🤖 AI Summary
This work addresses the insufficient modeling of target time-frequency (TF) units in single-channel real-time speech enhancement. We propose HDF-Net, a two-level hierarchical deep filtering framework. Methodologically, it introduces a novel time–frequency decoupled two-stage deep filtering mechanism; incorporates a lightweight TAConv module to enhance local TF feature extraction; and employs a hierarchical network architecture to jointly model target TF bins and their contextual neighborhoods. Compared with state-of-the-art methods, HDF-Net achieves significant improvements in DNSMOS, STOI, and PESQ scores, yielding superior speech quality and intelligibility.
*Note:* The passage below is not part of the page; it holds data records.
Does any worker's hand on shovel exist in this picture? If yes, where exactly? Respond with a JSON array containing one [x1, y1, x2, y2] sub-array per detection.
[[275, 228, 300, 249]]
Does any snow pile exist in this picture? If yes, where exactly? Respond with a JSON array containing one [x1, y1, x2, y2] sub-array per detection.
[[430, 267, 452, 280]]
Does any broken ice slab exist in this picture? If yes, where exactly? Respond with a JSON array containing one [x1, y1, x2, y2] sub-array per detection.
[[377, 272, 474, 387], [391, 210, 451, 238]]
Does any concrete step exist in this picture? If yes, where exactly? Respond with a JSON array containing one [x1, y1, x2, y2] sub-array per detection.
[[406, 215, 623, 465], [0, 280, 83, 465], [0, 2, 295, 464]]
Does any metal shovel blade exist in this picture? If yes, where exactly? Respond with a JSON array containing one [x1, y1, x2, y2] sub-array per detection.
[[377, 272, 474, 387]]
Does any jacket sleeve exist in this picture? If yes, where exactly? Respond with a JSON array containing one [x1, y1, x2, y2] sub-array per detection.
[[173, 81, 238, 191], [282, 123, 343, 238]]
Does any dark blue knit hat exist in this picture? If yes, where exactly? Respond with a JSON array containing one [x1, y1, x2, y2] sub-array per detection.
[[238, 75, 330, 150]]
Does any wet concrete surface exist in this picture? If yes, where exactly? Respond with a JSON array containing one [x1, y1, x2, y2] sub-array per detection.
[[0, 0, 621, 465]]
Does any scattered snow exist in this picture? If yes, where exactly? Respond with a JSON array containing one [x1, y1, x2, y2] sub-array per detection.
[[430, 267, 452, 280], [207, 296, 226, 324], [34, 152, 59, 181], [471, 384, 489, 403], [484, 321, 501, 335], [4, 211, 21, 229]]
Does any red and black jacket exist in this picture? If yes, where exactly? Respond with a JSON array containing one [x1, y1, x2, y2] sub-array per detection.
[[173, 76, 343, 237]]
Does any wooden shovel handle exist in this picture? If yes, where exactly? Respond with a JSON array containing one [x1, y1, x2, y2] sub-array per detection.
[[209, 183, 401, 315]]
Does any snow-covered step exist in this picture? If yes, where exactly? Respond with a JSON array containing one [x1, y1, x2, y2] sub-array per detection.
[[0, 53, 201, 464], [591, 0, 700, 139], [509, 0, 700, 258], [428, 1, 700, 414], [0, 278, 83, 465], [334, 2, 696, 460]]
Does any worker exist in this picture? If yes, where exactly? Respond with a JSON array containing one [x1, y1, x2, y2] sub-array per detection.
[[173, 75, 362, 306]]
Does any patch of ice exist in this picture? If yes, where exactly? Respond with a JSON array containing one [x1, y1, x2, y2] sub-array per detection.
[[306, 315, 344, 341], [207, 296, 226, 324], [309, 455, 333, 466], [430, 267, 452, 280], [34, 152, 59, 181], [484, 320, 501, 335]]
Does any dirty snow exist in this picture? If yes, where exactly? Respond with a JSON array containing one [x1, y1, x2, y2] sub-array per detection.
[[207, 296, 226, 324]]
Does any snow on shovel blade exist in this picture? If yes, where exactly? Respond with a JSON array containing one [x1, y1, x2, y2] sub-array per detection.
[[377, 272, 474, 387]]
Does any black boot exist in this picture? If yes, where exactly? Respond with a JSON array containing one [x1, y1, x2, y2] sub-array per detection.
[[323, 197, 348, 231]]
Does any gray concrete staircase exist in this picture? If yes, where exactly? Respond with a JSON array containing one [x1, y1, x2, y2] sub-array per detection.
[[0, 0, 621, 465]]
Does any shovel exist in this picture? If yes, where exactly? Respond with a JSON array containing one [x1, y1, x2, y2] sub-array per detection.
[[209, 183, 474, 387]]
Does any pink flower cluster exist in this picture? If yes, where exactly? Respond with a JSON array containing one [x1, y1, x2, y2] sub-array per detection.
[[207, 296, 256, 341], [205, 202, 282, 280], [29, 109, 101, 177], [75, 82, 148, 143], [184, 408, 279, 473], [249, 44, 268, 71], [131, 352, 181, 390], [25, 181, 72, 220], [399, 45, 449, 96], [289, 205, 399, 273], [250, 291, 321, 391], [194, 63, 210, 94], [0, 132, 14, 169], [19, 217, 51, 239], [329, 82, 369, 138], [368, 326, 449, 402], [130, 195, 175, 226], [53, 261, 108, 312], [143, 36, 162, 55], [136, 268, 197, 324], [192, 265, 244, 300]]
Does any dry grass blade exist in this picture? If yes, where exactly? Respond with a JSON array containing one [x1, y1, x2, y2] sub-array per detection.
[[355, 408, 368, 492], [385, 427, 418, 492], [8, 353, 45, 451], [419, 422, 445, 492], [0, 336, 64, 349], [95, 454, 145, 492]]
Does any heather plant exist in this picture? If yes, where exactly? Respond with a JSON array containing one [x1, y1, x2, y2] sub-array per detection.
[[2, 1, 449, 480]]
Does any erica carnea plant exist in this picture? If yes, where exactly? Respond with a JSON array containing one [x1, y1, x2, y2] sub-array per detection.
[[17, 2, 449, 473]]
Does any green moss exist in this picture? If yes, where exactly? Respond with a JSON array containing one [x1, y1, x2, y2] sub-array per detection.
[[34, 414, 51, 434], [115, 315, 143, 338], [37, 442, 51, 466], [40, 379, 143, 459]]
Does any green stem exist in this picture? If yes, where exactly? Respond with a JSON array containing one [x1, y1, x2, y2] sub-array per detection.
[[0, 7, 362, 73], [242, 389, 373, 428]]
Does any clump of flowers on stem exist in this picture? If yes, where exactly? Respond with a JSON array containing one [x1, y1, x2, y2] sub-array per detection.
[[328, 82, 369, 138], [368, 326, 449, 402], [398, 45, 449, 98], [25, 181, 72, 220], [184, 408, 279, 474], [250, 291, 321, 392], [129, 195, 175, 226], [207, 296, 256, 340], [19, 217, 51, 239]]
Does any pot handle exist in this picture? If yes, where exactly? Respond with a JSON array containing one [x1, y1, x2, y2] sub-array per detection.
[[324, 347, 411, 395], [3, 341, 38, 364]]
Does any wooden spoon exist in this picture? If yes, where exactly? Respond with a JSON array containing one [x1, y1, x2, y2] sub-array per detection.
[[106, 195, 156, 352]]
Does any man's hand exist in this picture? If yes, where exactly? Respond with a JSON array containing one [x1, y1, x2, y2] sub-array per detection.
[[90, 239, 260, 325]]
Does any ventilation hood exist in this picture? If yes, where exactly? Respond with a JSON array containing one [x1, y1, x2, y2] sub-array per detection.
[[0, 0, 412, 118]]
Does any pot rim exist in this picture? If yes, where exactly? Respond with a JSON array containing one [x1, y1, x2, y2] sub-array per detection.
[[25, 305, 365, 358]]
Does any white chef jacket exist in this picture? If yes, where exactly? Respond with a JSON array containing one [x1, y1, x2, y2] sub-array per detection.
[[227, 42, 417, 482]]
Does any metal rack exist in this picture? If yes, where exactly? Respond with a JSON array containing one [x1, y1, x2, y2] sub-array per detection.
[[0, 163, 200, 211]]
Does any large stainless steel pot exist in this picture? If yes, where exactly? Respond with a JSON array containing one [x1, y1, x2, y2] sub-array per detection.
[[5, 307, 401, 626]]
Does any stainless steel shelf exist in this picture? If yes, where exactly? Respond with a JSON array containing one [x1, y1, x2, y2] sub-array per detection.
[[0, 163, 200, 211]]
Moreover, it reduces model parameters by 32% and computational cost by 27%, achieving an optimal trade-off between performance and latency—making it well-suited for edge-device deployment in real-time applications.
📝 Abstract
This paper proposes a model that integrates sub-band processing and deep filtering to fully exploit information from the target time-frequency (TF) bin and its surrounding TF bins for single-channel speech enhancement. The sub-band module captures surrounding frequency bin information at the input, while the deep filtering module applies filtering at the output to both the target TF bin and its surrounding TF bins. To further improve the model performance, we decouple deep filtering into temporal and frequency components and introduce a two-stage framework, reducing the complexity of filter coefficient prediction at each stage. Additionally, we propose the TAConv module to strengthen convolutional feature extraction. Experimental results demonstrate that the proposed hierarchical deep filtering network (HDF-Net) effectively utilizes surrounding TF bin information and outperforms other advanced systems while using fewer resources.